Y. students tell D.C. lawmakers children's health is threatened

Published: Monday, March 21 2005 12:00 a.m. MST

PROVO — A baker's dozen of Brigham Young University health students met with lawmakers in Washington, D.C., to lobby for less sweets in Utah schools.

Their message: Children are becoming what they eat — too much fat.

The college students told members of Congress too many children are gaining weight in large part because they don't get enough physical activity and they eat snacks bought from the school vending machines instead of a sack lunch or a meal from the school cafeteria.

"Obesity is as big a health threat as heart disease and cancer, if not bigger," said BYU graduate student Paul Perrin, one of the 13 BYU students able to make the trip.

The group paid for the visit to the nation's capital with a BYU Mentoring Environments Grant, which covered the $800-per-student cost of the trip.

The grants, sponsored by the university's Office of Research and Creative Activities, funds projects in which students and professors work side by side.

Professors Michael Barnes and Sue Hill accompanied the students.

The trip was made at the same time reports surfaced over national concerns with eating habits at school, including a report in The New England Journal of Medicine that said children today could lose an average of two to five years of life expectancy because of obesity.

While in Washington last week, the students also attended the eighth annual Health Education Advocacy Summit.
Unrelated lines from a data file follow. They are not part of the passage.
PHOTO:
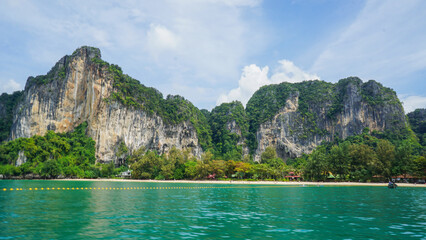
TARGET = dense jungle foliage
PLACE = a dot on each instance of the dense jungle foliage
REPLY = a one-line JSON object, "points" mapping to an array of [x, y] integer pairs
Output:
{"points": [[417, 121], [223, 134], [8, 103], [54, 155]]}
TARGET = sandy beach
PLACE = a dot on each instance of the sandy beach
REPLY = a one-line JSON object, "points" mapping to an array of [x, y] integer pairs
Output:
{"points": [[292, 183]]}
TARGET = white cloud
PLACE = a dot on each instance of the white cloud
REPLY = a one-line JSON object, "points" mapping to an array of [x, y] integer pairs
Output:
{"points": [[411, 103], [386, 42], [254, 77], [189, 43], [9, 86]]}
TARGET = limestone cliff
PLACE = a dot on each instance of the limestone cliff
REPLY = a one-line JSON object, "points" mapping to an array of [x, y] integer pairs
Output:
{"points": [[328, 111], [80, 88]]}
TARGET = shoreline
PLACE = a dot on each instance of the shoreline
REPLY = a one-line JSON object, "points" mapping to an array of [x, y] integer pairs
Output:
{"points": [[232, 182]]}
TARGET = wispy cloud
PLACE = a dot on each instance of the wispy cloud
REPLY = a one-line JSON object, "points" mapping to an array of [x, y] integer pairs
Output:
{"points": [[254, 77]]}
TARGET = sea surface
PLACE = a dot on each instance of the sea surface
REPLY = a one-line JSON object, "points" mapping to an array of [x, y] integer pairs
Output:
{"points": [[132, 210]]}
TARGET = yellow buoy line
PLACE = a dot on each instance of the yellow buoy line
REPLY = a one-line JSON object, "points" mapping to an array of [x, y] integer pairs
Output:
{"points": [[124, 188]]}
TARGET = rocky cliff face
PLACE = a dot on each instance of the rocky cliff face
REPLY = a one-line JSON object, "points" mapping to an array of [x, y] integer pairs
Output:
{"points": [[344, 110], [292, 118], [74, 91]]}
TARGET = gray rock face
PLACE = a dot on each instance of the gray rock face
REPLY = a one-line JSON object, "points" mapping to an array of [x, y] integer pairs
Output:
{"points": [[291, 134], [75, 94], [21, 158]]}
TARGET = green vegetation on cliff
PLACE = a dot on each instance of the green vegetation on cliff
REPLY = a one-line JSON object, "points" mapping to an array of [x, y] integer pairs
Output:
{"points": [[362, 158], [8, 103], [417, 121], [69, 154], [173, 110]]}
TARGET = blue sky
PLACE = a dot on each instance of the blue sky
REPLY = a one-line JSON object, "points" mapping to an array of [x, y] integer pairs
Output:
{"points": [[216, 51]]}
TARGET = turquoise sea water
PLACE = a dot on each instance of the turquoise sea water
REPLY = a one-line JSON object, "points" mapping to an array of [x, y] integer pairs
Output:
{"points": [[233, 212]]}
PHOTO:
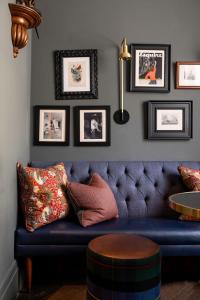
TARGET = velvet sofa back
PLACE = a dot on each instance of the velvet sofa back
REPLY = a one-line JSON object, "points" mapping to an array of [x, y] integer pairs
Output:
{"points": [[141, 188]]}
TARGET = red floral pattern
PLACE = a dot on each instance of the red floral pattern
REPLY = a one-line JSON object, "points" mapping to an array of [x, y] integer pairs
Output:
{"points": [[42, 193], [190, 177]]}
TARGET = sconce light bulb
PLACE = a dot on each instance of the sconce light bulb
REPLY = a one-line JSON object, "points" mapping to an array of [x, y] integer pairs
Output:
{"points": [[124, 54]]}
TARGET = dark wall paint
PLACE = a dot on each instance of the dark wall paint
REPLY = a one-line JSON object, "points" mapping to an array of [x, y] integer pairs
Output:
{"points": [[101, 24]]}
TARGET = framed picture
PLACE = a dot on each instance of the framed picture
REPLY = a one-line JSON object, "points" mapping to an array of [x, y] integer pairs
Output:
{"points": [[169, 120], [76, 74], [150, 68], [51, 125], [92, 125], [188, 75]]}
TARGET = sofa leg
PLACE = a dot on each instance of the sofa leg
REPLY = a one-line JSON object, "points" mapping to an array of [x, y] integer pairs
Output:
{"points": [[28, 266]]}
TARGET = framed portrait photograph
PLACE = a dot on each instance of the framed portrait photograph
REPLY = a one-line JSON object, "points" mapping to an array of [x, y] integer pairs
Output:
{"points": [[51, 125], [188, 75], [92, 125], [76, 74], [150, 68], [169, 120]]}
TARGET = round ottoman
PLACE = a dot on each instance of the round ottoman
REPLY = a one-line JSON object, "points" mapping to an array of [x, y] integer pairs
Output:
{"points": [[123, 266]]}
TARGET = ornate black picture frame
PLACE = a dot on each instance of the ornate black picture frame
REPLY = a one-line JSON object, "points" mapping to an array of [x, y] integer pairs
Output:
{"points": [[92, 125], [150, 68], [51, 125], [169, 120], [76, 74]]}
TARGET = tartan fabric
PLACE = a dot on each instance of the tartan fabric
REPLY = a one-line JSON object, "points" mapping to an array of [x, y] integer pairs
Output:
{"points": [[121, 274], [188, 218], [97, 292]]}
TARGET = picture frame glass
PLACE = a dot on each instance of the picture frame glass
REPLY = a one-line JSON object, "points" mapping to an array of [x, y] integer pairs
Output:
{"points": [[169, 120], [52, 125], [149, 68], [189, 75], [76, 74], [93, 126]]}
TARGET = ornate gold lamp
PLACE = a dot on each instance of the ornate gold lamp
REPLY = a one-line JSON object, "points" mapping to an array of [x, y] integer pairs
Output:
{"points": [[121, 116], [24, 16]]}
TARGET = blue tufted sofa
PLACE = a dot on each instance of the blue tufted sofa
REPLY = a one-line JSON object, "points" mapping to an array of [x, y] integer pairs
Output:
{"points": [[141, 190]]}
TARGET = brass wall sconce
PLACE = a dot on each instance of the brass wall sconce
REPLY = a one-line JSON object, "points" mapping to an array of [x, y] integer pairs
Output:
{"points": [[24, 16], [121, 116]]}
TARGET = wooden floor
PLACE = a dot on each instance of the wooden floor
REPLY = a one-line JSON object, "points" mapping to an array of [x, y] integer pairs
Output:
{"points": [[54, 280], [171, 291]]}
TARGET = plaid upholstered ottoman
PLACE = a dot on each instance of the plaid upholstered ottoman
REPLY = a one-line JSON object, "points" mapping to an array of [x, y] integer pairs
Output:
{"points": [[123, 266]]}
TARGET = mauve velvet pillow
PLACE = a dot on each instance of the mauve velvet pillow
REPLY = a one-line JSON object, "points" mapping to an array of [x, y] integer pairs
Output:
{"points": [[93, 203]]}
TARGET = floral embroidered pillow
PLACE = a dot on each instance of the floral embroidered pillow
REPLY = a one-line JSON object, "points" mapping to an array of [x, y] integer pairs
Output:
{"points": [[42, 195], [190, 177]]}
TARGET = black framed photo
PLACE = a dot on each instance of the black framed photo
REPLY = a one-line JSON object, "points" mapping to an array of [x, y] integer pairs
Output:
{"points": [[169, 120], [92, 125], [51, 125], [76, 74], [150, 68]]}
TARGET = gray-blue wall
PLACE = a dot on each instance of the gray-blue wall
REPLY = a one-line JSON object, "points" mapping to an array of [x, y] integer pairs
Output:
{"points": [[102, 24], [14, 144]]}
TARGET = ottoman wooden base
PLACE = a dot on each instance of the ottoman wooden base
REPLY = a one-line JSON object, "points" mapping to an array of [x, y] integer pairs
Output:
{"points": [[123, 266]]}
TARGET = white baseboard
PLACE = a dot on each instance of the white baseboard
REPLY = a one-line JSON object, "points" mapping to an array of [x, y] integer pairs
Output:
{"points": [[9, 286]]}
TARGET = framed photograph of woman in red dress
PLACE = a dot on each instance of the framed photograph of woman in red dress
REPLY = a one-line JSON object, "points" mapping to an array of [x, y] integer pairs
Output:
{"points": [[150, 68]]}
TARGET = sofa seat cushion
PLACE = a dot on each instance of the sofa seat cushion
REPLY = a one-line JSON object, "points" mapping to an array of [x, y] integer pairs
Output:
{"points": [[64, 232]]}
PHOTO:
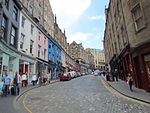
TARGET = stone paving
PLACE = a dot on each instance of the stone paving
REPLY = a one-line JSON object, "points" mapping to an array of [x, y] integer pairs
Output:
{"points": [[81, 95]]}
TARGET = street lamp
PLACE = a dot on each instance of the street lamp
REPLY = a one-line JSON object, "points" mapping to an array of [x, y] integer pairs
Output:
{"points": [[0, 17]]}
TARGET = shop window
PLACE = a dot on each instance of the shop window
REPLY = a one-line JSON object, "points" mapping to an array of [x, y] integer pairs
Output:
{"points": [[22, 41], [45, 53], [6, 3], [13, 35], [23, 21], [39, 50], [32, 27], [31, 46], [3, 29], [138, 17], [15, 13], [39, 36]]}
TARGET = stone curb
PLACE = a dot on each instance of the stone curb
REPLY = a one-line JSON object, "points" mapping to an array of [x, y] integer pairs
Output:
{"points": [[147, 102], [17, 98]]}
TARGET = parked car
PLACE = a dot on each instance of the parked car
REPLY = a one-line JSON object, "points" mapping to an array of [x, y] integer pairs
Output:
{"points": [[65, 76], [73, 74]]}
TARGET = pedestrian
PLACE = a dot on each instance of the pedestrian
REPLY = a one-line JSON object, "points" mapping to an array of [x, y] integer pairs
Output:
{"points": [[27, 78], [7, 81], [116, 74], [17, 81], [34, 79], [40, 79], [130, 81], [24, 80]]}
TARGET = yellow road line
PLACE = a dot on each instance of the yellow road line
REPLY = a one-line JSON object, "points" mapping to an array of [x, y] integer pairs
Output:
{"points": [[118, 94], [25, 106]]}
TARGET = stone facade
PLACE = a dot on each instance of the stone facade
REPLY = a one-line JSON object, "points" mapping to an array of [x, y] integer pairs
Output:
{"points": [[127, 41], [41, 9], [98, 58], [60, 36], [84, 57], [9, 34]]}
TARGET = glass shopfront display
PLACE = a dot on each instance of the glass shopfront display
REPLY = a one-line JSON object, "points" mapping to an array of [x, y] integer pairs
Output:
{"points": [[147, 66]]}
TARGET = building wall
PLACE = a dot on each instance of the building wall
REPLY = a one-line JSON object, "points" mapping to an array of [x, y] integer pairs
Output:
{"points": [[8, 53], [8, 13], [28, 36], [42, 40], [98, 58], [42, 12], [126, 39]]}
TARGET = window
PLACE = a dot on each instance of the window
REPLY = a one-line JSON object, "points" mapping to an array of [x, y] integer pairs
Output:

They spent two days learning about about specific health programs before making the visits to their elected officials.

The preponderance of junk food on school campuses, mental health services available to children and other, related health issues were discussed at the summit.

"Many states have cut their (physical education and health) programs significantly," said BYU student Emily McIntyre.

While the graduate students' goal wasn't to reinstate health and PE programs, they did urge political leaders to increase funding of health-related issues.

Teachers, too, should set the example for their students by their health choices, McIntyre said.

BYU students from Utah met with Sens. Orin Hatch and Sen. Bob Bennett, R-Utah, and Reps. Chris Cannon, R-Utah, and Rep. Jim Matheson, D-Utah.

BYU students from California met with aides for Sens. Barbara Boxer and Dianne Feinstein, D-Calif., and Rep. John T. Doolittle, R-Calif.

While in Washington the group also met with former Utah Gov. Michael Leavitt, now Health and Human Services secretary in the Bush administration.

"You can't be nearsighted with public health, you have to change behaviors now to prevent them from becoming health problems later. Simple interventions now will reduce public health care costs later," said public health graduate student Whitney Johnson from Clovis, Calif.